We've all played with players like that. Sure, if you are a paladin, maybe you can justify some of it, but not to the extremes that most people play. Lawful Good does not mean you have a constant stick up your arse. You can justify charity and even hatred for evil humanoids, assuming you don't just hate for the sake of hating. Vengeance isn't much better. "Lawful Good" doesn't justify slaughter. The only real place where it might justify constant combat is against inherently evil foes, such as demons/devils.

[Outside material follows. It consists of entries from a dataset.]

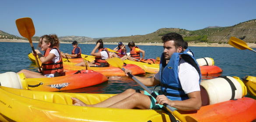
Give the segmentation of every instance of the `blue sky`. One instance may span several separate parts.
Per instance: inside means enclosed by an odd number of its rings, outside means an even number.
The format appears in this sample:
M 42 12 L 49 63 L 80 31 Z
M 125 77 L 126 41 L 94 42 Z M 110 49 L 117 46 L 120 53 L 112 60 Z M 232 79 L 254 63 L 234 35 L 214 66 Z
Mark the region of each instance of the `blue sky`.
M 256 19 L 256 0 L 2 0 L 0 30 L 21 37 L 15 20 L 33 20 L 35 36 L 92 38 L 194 30 Z

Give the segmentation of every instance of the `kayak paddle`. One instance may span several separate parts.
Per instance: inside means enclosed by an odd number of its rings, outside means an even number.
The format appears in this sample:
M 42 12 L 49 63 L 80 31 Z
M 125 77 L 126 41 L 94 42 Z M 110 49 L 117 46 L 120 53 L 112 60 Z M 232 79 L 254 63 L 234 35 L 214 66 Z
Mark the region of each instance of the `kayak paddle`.
M 32 37 L 35 35 L 35 27 L 32 19 L 29 17 L 19 18 L 16 20 L 16 26 L 19 31 L 19 33 L 21 36 L 27 38 L 30 43 L 30 46 L 32 49 L 33 53 L 36 54 L 35 51 L 34 46 L 32 43 Z M 42 71 L 41 67 L 39 64 L 36 55 L 34 55 L 35 58 L 35 64 L 39 68 L 40 72 Z
M 115 67 L 118 67 L 121 69 L 122 69 L 123 71 L 124 71 L 125 69 L 123 67 L 123 60 L 118 58 L 108 58 L 105 60 L 110 65 Z M 156 98 L 157 95 L 153 94 L 152 91 L 149 89 L 147 86 L 146 86 L 142 84 L 140 81 L 139 81 L 136 78 L 134 77 L 134 76 L 131 74 L 130 73 L 128 72 L 127 73 L 129 77 L 132 78 L 133 80 L 135 81 L 137 83 L 138 83 L 144 90 L 146 91 L 147 92 L 148 92 L 151 95 L 154 97 L 154 98 Z M 177 111 L 175 110 L 175 109 L 173 109 L 172 108 L 170 105 L 168 105 L 167 103 L 164 103 L 163 105 L 171 113 L 173 114 L 176 117 L 177 117 L 179 119 L 181 122 L 198 122 L 195 119 L 193 118 L 191 116 L 189 115 L 185 115 L 185 116 L 182 115 L 180 113 L 179 113 Z
M 88 62 L 87 62 L 87 61 L 86 61 L 86 60 L 85 60 L 85 59 L 84 59 L 84 58 L 83 58 L 83 61 L 84 61 L 84 64 L 85 64 L 85 68 L 86 69 L 86 70 L 88 70 L 88 67 L 89 67 L 89 66 L 88 65 Z
M 249 47 L 245 42 L 235 37 L 230 37 L 228 41 L 228 44 L 240 50 L 248 49 L 256 53 L 256 51 Z

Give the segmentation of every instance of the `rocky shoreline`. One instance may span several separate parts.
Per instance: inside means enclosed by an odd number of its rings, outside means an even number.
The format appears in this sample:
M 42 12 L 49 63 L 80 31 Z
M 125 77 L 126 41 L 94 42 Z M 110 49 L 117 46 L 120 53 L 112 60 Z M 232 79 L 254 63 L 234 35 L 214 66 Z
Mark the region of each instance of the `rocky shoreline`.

Slaughtering orcs is not really a good act. Forming a peace agreement is closer, but not always possible. If you know the orcs are low on food and likely to raid the nearby village, you go out to talk to them. They are, perhaps, belligerent and crazy because the DM just wants you to fight. OK then, killing them is fine. I wouldn't call it a good act per se. You are probably getting paid, either in cash or in reputation, so at best it is mercenary work. Chaotic Evil characters can justify slaughtering orcs better than Lawful Good can. Hell, your chaotic Evil barbarian has been itching to taste blood for days of being in town, and when he sees the orc camp in the distance, he doesn't' want to talk to them. He understands that he can't express his inner violence in town, but these are orcs! The peasants will praise him, and he might even be able to take some of their daughters' honor before his true nature is revealed and he's chased out of town.

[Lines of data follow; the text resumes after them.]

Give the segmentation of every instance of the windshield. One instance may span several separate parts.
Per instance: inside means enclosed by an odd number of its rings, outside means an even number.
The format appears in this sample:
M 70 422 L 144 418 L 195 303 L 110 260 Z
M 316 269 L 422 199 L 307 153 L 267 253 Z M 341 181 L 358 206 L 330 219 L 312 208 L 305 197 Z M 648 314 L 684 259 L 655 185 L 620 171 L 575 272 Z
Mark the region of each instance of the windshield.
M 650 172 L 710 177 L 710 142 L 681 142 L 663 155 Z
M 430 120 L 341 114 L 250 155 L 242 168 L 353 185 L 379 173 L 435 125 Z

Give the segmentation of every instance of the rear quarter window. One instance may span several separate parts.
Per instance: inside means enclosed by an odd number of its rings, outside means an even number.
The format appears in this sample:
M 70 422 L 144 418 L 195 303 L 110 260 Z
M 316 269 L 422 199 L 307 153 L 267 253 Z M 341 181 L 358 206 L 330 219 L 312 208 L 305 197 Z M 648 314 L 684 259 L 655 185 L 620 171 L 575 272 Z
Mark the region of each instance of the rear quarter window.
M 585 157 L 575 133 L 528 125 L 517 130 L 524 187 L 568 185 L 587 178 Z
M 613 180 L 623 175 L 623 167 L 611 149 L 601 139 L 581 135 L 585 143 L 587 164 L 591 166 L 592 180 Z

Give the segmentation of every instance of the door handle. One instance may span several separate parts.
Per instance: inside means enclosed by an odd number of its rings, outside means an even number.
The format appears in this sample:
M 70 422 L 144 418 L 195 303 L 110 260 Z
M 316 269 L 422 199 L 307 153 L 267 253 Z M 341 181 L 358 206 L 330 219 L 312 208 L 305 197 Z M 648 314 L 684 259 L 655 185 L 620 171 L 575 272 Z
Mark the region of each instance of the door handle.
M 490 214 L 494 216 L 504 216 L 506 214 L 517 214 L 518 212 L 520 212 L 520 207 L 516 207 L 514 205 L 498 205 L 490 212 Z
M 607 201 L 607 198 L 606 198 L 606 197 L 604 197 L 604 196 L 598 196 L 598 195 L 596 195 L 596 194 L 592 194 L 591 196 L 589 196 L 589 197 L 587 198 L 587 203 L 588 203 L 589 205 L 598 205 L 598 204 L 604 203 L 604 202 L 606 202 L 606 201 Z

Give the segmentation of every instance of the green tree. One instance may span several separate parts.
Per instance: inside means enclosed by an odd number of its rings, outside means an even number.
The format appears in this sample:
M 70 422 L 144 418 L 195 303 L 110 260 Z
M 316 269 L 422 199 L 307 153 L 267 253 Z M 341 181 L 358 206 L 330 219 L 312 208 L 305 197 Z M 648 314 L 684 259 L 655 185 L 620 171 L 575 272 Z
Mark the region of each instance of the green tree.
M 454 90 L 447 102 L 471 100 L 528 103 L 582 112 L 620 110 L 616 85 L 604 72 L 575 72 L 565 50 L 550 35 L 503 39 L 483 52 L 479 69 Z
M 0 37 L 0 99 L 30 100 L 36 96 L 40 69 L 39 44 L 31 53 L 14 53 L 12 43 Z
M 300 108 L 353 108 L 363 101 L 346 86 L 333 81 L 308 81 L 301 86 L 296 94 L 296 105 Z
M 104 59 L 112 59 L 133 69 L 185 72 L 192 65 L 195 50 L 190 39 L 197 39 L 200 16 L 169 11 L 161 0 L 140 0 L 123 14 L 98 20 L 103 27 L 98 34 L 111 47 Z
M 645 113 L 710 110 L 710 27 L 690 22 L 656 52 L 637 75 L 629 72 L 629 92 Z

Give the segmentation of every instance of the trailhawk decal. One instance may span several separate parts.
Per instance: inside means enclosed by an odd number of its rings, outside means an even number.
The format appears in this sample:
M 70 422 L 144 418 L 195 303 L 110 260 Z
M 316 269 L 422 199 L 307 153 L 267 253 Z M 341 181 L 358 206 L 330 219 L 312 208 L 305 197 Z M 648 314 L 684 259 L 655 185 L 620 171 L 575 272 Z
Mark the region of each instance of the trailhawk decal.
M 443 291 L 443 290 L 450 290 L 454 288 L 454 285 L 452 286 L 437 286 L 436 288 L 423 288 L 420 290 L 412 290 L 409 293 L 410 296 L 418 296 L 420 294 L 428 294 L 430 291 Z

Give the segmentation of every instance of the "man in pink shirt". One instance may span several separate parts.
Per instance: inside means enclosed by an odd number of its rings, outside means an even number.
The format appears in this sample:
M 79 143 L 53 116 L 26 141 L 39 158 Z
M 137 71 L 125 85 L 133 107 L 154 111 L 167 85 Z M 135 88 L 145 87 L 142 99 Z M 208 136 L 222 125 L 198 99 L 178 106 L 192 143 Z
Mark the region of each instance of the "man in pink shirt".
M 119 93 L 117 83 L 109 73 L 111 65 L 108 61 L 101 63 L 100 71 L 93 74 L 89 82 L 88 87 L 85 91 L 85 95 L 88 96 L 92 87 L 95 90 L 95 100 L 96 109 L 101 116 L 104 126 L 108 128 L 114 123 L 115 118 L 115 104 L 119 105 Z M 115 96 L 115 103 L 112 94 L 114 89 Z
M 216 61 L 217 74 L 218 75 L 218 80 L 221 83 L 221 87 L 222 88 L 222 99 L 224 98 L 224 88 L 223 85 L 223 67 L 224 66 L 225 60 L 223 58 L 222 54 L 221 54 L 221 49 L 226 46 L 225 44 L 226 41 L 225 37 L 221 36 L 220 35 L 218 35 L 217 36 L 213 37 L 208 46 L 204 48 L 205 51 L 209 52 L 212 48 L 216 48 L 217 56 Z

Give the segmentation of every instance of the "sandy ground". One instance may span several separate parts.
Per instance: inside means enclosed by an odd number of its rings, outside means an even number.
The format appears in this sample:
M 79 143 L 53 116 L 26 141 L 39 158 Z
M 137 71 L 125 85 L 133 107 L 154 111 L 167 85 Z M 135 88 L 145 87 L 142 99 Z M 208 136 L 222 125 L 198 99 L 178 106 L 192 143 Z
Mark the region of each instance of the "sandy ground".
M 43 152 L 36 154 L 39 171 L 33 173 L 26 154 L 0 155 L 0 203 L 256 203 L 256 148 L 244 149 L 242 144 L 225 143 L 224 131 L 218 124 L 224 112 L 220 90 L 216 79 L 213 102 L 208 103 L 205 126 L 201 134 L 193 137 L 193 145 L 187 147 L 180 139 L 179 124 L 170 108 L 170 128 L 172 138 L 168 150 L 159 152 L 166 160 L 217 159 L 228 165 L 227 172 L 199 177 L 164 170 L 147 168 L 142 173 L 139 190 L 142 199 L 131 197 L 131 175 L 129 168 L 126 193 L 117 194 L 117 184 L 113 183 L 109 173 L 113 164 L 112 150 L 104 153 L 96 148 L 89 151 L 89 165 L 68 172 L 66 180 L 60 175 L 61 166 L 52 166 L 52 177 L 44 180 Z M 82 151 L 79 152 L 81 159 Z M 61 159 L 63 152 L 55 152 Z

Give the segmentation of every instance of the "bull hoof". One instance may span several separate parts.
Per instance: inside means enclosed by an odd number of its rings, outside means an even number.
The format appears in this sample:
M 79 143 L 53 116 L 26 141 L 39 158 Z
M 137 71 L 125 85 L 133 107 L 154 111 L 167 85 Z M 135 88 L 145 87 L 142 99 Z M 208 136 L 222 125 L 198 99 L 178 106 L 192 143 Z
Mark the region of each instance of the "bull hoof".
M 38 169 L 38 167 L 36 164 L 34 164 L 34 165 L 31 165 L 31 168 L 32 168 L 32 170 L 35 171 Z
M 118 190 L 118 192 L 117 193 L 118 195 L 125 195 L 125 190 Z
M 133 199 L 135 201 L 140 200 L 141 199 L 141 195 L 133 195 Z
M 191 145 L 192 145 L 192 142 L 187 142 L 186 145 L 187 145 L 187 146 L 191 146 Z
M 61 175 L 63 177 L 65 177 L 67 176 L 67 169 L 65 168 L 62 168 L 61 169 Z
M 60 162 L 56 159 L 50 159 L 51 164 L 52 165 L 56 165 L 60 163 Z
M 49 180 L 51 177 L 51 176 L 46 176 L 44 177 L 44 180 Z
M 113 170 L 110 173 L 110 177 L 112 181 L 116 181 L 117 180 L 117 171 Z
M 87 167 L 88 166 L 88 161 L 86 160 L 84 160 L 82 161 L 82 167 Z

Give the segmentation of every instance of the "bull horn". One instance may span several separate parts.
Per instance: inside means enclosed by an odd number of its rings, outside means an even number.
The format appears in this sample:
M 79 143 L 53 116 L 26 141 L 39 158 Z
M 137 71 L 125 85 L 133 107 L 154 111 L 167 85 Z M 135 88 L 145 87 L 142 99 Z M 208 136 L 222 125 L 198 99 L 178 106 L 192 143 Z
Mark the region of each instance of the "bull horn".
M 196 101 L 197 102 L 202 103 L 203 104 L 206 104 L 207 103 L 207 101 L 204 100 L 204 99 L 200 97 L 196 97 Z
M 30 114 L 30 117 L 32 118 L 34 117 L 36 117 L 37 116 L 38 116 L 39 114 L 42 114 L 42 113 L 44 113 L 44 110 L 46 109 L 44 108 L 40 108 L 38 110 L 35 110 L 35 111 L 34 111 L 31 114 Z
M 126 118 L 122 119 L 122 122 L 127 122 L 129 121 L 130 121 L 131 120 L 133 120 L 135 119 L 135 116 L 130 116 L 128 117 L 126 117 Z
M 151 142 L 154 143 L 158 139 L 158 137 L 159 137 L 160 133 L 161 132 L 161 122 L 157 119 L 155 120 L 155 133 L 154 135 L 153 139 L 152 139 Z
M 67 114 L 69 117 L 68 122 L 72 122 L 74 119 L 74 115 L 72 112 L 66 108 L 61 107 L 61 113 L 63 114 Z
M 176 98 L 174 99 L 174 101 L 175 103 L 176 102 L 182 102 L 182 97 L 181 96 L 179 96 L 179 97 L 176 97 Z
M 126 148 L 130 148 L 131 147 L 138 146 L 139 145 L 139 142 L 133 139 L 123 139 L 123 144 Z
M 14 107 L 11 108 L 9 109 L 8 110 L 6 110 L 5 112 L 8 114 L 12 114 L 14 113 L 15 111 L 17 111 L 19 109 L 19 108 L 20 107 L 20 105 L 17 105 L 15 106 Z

This is a bit rambling, but I'm just trying to convey my idea of alignment. Any time you can state that your character "Always" does this, or "never" does that, and justify it only from your alignment, you aren't doing it right. Your paladin hates orcs? Ok, why? Being a paladin isn't enough. Even if you keep the behavior of at least drawing steel on sight, you need to justify it. As a child, you saw your parents and village slaughtered by a nearby orc tribe. You were saved from the ashes of the village by the nearby fortress-temple of Hieronious, after crawling through the ashes for three days, delirious with thirst. Ok, there you go. You have a reason to hate orcs, but it's not just 'because I am good'. Hating orcs is a flaw. Hating anything is a flaw in a lawful good character. Taking joy in slaughter is a flaw. It's not good behavior to be that guy.
In short, as the tl;dr version, you are not your alignment. You are a human/whatever. Act like one. You are intelligent enough to know that there are gray areas in goodness, and that your rampaging evil can't conquer the world at level three.
So, paladins of the world, take the stick out. CE barbarians, put the axe down. Embrace sanity.